The Jets New Incentive On The Road: Sweats On The Plane!

 

Sweats on the motherfuckin plane! The new Jets motto when you get a road W. You walk into an opposing stadium in a helmet and pads, handle your business, and you walk out of there in sweats. Thats the best incentive I’ve ever seen in the work place. Its like Casual Friday in the office except times one billion. If we’re being dead serious sweatpants are like the most important thing in my life. I have a rotation of 3 main pairs of sweats along with about 50 others in the drawers and closets. Obviously I wear them all day every day working from home. And it is hands DOWN the single greatest perk of working from home. That, and furiously masturbating. But putting the sweats on after that session is just delightful.

I’m at the point in life where jeans and other casual pants dont even cut it any more. Like if I’m out to dinner or out for a few beers and I’m in some denim I’m might as well be in prison. When I get home I’m legit back in sweats in under 45 seconds. I get rid of the jeans as fast as I can like they are practically on fire.
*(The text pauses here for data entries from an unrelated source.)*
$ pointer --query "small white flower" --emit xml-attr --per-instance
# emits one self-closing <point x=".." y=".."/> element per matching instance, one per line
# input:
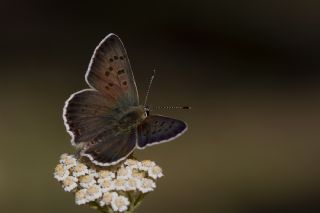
<point x="61" y="172"/>
<point x="93" y="192"/>
<point x="132" y="184"/>
<point x="87" y="181"/>
<point x="105" y="174"/>
<point x="120" y="203"/>
<point x="81" y="197"/>
<point x="70" y="183"/>
<point x="146" y="185"/>
<point x="93" y="173"/>
<point x="106" y="185"/>
<point x="138" y="174"/>
<point x="120" y="184"/>
<point x="79" y="170"/>
<point x="124" y="173"/>
<point x="68" y="161"/>
<point x="134" y="164"/>
<point x="146" y="164"/>
<point x="155" y="172"/>
<point x="107" y="198"/>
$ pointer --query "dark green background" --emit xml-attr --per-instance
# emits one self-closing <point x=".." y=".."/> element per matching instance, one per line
<point x="249" y="69"/>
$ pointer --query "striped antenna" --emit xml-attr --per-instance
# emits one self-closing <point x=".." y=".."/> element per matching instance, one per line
<point x="150" y="82"/>
<point x="170" y="107"/>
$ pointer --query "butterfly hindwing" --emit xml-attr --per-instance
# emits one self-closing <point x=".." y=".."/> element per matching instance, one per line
<point x="112" y="148"/>
<point x="110" y="72"/>
<point x="158" y="129"/>
<point x="88" y="113"/>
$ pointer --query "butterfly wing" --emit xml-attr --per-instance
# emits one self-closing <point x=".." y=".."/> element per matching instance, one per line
<point x="110" y="72"/>
<point x="87" y="113"/>
<point x="157" y="129"/>
<point x="111" y="147"/>
<point x="91" y="116"/>
<point x="91" y="120"/>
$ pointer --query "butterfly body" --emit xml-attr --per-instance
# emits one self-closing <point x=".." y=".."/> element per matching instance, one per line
<point x="132" y="117"/>
<point x="106" y="121"/>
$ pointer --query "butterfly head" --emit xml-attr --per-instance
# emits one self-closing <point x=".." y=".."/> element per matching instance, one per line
<point x="147" y="110"/>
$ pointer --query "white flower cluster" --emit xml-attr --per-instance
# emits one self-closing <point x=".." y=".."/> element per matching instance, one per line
<point x="108" y="187"/>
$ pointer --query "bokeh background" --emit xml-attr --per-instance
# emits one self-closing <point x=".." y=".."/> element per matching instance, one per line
<point x="249" y="69"/>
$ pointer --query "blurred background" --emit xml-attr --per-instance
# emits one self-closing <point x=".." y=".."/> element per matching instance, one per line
<point x="249" y="69"/>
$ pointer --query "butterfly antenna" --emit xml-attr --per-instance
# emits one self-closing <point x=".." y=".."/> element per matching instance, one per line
<point x="171" y="107"/>
<point x="149" y="86"/>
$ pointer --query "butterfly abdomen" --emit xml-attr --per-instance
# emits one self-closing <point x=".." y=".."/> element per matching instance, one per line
<point x="132" y="117"/>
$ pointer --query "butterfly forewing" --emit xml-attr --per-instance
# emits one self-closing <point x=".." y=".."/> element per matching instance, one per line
<point x="158" y="129"/>
<point x="110" y="72"/>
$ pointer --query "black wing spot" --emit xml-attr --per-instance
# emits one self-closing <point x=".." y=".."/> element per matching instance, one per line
<point x="120" y="72"/>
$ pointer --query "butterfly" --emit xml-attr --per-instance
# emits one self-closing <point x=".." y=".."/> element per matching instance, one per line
<point x="106" y="121"/>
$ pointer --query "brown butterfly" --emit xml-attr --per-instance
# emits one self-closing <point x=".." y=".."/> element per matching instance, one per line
<point x="106" y="122"/>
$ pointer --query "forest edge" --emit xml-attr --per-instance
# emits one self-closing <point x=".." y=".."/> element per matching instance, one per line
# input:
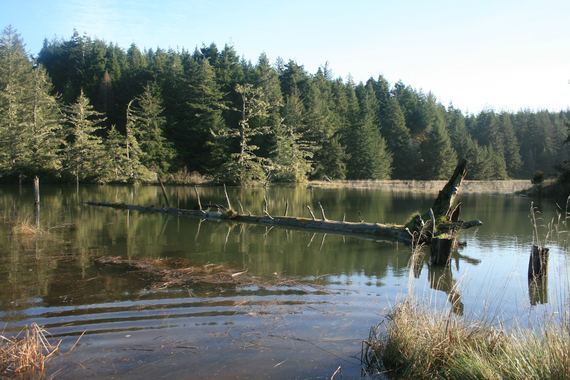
<point x="420" y="230"/>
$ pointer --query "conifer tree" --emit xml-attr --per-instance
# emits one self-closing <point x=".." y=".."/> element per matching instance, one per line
<point x="145" y="129"/>
<point x="439" y="158"/>
<point x="15" y="100"/>
<point x="246" y="167"/>
<point x="43" y="152"/>
<point x="84" y="152"/>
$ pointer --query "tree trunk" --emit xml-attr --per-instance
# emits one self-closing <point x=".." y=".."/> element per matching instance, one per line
<point x="538" y="263"/>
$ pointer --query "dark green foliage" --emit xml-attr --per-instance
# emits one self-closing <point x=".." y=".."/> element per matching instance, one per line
<point x="314" y="125"/>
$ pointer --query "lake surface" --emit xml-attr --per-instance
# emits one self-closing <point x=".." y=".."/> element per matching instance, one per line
<point x="317" y="296"/>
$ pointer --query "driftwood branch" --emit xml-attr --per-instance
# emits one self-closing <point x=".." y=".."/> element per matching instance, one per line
<point x="460" y="225"/>
<point x="364" y="230"/>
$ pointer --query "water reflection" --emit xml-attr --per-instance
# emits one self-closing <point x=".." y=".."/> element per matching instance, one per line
<point x="56" y="281"/>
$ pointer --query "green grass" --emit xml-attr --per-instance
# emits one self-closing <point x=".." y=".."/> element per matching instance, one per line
<point x="422" y="343"/>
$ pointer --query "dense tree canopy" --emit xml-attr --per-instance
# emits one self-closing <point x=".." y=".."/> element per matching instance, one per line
<point x="88" y="110"/>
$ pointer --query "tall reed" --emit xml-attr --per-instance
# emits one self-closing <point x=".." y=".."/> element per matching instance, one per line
<point x="420" y="340"/>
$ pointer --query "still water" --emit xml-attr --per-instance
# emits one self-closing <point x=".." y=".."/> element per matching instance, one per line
<point x="339" y="286"/>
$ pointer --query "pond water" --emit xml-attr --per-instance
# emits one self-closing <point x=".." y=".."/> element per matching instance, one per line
<point x="337" y="287"/>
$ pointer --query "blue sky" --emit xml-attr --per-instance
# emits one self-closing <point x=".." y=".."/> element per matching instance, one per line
<point x="506" y="55"/>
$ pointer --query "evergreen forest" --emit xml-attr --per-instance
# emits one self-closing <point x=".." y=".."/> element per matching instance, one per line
<point x="88" y="111"/>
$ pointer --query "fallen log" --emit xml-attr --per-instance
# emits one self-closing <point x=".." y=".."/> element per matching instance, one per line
<point x="443" y="205"/>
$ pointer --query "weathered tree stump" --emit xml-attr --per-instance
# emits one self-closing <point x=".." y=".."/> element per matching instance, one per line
<point x="538" y="263"/>
<point x="441" y="250"/>
<point x="538" y="290"/>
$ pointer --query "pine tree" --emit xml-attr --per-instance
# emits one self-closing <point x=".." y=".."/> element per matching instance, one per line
<point x="84" y="152"/>
<point x="369" y="156"/>
<point x="398" y="139"/>
<point x="156" y="153"/>
<point x="511" y="151"/>
<point x="439" y="158"/>
<point x="46" y="136"/>
<point x="291" y="156"/>
<point x="246" y="167"/>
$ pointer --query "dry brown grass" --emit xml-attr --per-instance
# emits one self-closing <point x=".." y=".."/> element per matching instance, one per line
<point x="25" y="357"/>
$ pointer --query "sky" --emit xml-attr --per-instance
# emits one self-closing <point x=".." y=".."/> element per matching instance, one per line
<point x="486" y="54"/>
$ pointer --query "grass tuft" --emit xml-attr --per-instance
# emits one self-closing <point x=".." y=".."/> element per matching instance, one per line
<point x="25" y="357"/>
<point x="422" y="342"/>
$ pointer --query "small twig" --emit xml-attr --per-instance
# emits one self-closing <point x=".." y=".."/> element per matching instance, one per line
<point x="339" y="369"/>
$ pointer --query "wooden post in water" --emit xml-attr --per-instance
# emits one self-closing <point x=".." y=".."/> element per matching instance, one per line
<point x="441" y="250"/>
<point x="538" y="263"/>
<point x="164" y="192"/>
<point x="37" y="201"/>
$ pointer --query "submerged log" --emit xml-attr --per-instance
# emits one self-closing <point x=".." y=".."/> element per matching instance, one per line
<point x="538" y="263"/>
<point x="442" y="207"/>
<point x="441" y="250"/>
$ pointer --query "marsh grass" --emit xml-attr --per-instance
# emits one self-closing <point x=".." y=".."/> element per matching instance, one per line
<point x="24" y="356"/>
<point x="420" y="339"/>
<point x="422" y="343"/>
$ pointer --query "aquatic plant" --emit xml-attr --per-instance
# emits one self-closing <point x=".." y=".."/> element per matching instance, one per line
<point x="26" y="357"/>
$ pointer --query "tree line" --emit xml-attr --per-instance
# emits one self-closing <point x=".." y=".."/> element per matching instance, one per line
<point x="85" y="110"/>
And all this shit goes double, quadruple, times a billion when we’re talking about being on an airplane. If I was on a plane in uncomfortable pants I’d probably just pray for a plane crash. So if I’m a football player and the pot of gold at the end of my rainbow is Sweats On The Plane, you better believe I’m coming home with a W. I would fucking run through a brick wall if need be. Be as focused as possible. No mistakes. Force 9,000 turnovers a game. Whatever it takes. The thought of flying home in a suit or something like that is far more painful that coming home with a loss.

We dont need Rex’s bravado anymore. We dont need any fucking snacks. We got sweats. Sweats on the plane bitches!